Why do games so often feel ‘done’ at 3-1, even when there’s 20 minutes left? Why do routs so rarely go over five? Why is it so often possible to feel a 1-0 coming? For a sport in which goalscoring has such a large degree of randomness, things are surprisingly constant once a score-line pattern emerges.

Part of this can be explained by a natural inclination to conserve energy once results are secured. But part of it might just be that an even game being played out as a 1-1 draw just feels right – not consciously, of course, but by forces deep inside the players. After all, it is a little odd that football scores have remained relatively constant – sort of, well, normal-sounding – for at least 40 years, during which time the sport itself has evolved technically and tactically beyond recognition.

Not so this season, in which we haven’t just had big scores but particularly unusual spreads. Three 5-2s, a 6-1, a 7-2; it’s not just that they’re high-scoring, it’s that the configuration itself is a bit bonkers, as if previous to 2020/21 there was an invisible seal that made everyone subtly conform to an expected value.

Alternatively, perhaps what we are witnessing is the meaninglessness of football without supporters, the loss of tension that comes from inside the stadiums. Psychologically, it may be difficult to differentiate the games from friendly matches or training sessions given there is no tangible external force being applied. Defenders are struggling to maintain hyper-vigilance; midfielders lack the micro-aggressions required to constantly apply the press; forwards are enjoying the freedom from pressure.

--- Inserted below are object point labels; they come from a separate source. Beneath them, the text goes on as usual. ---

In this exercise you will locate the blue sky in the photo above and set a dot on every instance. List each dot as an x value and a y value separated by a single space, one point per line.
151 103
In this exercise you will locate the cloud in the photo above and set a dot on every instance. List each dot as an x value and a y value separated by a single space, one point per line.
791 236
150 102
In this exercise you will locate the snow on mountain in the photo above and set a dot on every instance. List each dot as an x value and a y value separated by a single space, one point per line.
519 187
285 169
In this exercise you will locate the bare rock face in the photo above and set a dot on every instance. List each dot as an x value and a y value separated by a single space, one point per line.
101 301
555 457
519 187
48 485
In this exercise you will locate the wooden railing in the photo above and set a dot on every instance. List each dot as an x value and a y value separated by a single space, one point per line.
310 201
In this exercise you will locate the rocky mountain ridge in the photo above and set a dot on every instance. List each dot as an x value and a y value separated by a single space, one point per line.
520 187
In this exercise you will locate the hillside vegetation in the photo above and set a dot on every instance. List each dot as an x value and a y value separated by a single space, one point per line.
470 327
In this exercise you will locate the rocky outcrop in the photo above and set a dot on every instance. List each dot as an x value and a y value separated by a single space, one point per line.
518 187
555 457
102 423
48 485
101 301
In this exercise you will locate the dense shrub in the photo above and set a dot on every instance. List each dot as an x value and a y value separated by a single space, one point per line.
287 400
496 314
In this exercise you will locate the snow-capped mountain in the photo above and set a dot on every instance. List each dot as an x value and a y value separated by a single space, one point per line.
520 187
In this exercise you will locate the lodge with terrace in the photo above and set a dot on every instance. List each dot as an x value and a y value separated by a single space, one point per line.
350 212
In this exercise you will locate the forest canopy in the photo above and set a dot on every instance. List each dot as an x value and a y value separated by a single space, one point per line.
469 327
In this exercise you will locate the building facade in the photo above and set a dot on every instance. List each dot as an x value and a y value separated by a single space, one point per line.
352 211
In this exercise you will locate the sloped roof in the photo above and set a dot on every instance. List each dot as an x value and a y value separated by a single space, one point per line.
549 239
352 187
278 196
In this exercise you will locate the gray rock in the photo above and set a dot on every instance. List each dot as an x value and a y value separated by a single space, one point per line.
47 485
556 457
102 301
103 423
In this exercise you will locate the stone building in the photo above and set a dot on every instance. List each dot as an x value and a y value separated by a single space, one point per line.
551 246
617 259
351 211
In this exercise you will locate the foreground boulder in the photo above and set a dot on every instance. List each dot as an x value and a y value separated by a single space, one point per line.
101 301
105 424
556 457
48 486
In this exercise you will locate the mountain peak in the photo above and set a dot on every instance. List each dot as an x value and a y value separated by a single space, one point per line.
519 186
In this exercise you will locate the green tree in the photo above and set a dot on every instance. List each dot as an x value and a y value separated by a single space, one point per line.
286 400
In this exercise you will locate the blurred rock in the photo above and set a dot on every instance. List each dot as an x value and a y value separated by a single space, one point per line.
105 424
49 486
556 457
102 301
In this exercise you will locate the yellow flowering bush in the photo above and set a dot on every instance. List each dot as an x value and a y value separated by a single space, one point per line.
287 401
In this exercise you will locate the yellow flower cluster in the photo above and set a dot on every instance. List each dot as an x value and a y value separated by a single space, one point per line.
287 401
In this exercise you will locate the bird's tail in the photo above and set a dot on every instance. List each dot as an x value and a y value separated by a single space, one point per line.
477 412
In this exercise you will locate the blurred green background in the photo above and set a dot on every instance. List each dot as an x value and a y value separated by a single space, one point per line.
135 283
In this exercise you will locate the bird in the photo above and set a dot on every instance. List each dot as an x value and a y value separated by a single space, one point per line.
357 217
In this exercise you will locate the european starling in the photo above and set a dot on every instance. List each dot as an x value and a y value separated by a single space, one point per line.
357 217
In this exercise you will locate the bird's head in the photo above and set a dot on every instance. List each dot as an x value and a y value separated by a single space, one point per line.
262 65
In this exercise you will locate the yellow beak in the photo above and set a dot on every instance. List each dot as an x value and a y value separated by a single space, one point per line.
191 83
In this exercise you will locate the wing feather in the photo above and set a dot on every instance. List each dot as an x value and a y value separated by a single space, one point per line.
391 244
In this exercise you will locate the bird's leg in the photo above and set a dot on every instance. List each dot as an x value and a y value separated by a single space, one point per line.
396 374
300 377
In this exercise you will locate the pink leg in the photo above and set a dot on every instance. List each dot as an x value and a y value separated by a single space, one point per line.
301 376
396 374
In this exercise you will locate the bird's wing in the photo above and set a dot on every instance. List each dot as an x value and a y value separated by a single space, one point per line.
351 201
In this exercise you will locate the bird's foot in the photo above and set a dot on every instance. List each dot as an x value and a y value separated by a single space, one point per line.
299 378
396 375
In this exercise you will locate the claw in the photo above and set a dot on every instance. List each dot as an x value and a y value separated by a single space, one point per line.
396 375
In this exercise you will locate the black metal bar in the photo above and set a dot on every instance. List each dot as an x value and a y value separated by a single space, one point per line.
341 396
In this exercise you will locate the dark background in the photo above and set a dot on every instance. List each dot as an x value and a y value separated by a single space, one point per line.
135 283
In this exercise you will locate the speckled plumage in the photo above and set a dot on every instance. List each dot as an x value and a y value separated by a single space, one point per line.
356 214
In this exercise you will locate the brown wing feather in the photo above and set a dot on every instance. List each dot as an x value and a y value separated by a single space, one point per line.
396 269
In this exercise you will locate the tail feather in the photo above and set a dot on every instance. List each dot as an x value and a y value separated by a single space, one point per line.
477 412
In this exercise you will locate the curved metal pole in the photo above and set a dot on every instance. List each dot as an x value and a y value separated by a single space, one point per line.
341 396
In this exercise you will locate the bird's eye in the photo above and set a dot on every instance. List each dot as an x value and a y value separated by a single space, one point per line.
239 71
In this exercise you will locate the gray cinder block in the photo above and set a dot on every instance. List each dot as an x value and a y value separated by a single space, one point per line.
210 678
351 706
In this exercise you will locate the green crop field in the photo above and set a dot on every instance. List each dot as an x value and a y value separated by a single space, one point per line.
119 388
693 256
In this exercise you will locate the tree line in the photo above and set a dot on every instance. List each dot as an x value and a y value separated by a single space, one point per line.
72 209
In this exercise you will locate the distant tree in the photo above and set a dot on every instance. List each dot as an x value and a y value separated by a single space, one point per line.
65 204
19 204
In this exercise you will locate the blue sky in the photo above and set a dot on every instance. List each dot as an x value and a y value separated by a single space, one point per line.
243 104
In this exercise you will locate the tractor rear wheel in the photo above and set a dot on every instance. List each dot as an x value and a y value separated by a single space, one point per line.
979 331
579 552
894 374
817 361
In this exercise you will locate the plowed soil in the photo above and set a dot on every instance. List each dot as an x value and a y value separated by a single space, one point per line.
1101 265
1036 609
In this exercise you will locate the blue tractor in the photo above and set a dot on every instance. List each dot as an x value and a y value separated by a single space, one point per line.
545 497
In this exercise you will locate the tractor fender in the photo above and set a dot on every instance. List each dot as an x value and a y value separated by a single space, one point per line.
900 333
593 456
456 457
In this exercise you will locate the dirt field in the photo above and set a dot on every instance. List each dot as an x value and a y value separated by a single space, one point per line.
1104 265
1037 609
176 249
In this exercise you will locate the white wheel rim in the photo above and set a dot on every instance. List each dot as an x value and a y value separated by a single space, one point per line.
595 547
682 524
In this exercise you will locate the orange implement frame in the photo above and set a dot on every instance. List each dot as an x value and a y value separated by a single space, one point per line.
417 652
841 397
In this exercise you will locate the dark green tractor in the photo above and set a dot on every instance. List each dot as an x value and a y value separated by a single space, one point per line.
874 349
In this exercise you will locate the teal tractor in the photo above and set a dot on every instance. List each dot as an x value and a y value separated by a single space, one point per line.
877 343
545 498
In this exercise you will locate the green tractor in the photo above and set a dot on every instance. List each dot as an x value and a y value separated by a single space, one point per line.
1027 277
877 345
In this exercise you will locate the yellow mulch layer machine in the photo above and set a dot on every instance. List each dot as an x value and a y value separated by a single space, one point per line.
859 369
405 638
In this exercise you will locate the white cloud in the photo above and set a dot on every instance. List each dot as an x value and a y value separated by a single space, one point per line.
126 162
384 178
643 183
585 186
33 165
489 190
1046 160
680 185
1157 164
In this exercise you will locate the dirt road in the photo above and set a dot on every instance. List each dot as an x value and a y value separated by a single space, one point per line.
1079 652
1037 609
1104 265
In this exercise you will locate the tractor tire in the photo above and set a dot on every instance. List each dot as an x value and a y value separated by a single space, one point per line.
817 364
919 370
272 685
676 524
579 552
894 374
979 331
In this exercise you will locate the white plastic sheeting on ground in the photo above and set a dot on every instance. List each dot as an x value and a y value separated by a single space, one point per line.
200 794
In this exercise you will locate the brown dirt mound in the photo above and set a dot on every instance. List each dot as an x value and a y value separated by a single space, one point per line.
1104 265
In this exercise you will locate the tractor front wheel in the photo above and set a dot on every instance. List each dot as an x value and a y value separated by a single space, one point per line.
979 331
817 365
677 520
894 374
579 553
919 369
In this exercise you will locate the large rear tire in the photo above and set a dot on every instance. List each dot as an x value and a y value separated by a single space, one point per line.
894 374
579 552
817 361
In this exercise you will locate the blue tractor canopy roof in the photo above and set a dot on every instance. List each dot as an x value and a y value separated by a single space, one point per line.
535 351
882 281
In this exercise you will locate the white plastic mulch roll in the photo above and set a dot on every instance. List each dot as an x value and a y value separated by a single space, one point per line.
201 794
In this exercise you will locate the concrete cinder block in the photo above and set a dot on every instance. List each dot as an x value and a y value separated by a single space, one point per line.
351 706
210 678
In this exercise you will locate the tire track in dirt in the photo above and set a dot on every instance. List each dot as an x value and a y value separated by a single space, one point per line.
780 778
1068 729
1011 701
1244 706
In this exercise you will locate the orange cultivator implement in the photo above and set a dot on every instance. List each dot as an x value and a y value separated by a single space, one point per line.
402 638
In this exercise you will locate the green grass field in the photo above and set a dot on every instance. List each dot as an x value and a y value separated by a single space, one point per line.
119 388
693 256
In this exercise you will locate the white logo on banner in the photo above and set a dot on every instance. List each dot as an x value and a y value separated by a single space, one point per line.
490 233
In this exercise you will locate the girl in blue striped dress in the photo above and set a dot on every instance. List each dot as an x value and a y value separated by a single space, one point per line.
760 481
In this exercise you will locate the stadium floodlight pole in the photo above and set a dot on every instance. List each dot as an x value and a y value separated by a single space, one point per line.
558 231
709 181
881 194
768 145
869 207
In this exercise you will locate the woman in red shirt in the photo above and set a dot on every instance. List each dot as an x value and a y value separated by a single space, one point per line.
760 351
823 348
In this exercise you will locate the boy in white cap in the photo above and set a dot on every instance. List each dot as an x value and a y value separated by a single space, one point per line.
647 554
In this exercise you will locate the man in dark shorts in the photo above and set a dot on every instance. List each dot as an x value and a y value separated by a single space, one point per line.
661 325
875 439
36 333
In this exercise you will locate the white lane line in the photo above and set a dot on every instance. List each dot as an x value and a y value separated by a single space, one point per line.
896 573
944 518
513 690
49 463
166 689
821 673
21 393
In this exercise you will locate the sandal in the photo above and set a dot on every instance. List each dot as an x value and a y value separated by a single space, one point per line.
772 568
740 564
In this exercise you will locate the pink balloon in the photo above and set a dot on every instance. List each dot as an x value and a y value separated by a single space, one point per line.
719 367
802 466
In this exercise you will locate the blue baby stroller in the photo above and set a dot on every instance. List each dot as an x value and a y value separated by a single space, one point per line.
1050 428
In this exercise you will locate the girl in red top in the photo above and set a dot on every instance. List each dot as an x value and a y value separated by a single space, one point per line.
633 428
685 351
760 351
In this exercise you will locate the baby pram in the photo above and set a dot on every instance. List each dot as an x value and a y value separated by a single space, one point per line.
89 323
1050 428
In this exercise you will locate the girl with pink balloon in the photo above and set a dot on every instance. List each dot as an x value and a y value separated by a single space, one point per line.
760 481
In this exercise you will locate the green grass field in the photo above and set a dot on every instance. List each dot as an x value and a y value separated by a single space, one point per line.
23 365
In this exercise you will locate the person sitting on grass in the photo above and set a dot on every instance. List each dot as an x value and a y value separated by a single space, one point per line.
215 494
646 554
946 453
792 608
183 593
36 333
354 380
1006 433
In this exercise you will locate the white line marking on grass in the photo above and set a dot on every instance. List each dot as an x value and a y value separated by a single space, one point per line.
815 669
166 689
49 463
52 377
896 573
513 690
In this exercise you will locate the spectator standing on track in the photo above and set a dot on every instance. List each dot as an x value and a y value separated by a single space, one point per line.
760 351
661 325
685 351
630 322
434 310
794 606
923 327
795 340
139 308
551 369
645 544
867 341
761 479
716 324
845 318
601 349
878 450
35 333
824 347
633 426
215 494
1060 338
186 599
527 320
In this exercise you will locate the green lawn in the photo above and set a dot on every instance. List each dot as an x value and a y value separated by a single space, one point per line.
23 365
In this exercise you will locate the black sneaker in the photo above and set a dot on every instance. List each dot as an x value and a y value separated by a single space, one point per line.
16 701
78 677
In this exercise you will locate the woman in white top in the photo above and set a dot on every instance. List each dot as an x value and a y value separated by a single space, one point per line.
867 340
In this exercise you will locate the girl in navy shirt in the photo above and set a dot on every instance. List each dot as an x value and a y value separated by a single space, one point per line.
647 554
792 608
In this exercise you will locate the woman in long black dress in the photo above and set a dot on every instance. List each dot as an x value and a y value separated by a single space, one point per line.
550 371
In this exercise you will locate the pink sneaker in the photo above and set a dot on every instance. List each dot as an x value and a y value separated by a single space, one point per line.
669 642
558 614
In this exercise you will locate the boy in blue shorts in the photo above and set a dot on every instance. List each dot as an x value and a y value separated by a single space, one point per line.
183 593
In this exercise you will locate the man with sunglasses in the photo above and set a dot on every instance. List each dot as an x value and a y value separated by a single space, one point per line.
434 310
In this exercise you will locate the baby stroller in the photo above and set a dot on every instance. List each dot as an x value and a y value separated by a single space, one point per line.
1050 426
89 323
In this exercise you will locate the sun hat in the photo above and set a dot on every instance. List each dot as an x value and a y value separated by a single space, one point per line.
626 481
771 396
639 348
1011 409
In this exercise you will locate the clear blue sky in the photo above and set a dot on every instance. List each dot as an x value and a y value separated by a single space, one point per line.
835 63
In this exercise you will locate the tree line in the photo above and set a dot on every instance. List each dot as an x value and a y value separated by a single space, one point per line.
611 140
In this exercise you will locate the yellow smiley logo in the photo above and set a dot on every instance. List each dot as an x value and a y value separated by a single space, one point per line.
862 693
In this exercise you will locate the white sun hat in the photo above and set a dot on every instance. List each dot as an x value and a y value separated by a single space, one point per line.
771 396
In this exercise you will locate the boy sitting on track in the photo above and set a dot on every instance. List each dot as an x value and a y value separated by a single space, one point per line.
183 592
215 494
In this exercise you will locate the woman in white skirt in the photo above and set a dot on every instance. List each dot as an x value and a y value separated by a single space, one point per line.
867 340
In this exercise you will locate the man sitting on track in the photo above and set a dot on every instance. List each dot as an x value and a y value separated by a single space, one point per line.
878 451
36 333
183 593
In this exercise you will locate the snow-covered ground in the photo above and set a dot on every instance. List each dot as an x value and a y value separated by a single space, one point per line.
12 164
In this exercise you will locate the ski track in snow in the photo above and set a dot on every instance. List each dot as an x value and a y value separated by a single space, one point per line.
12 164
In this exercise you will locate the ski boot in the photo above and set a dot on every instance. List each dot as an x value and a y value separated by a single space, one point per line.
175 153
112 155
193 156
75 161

Whatever the reason, it is becoming genuinely alarming. The sport itself appears to be disintegrating at the margins, the silent bonds that kept things held together by order and reason slipping away in these ghostly, supernaturally quiet stadiums. The players are no longer grounded by anything, and as the variables that lodged football in place are stripped away – as the wizard’s curtain is pulled back to reveal nothing at all – so too has the subconscious acceptance of a ‘normal’ amount of goals dissolved into dust.

Maybe things will normalise again once players get their fitness back and once the league table settles into a pattern, forcing relegation-threatened teams to tighten up and title challengers to pay attention to every second of the game.

But the fitness and fan-less arguments don’t explain why the goalscoring phenomenon hasn’t affected the rest of Europe. The Premier League is uniquely surreal. That points to something more enigmatic, to witchcraft seeping through England’s top flight, causing chaos and panic; starting fires that are burning its structures to the ground.

A little melodramatic? Maybe. But trying to explain a result like Aston Villa 7-2 Liverpool calls for sorcery, voodoo and black magic. Something has been dislodged in the order of things. Perhaps it is best left unsolved.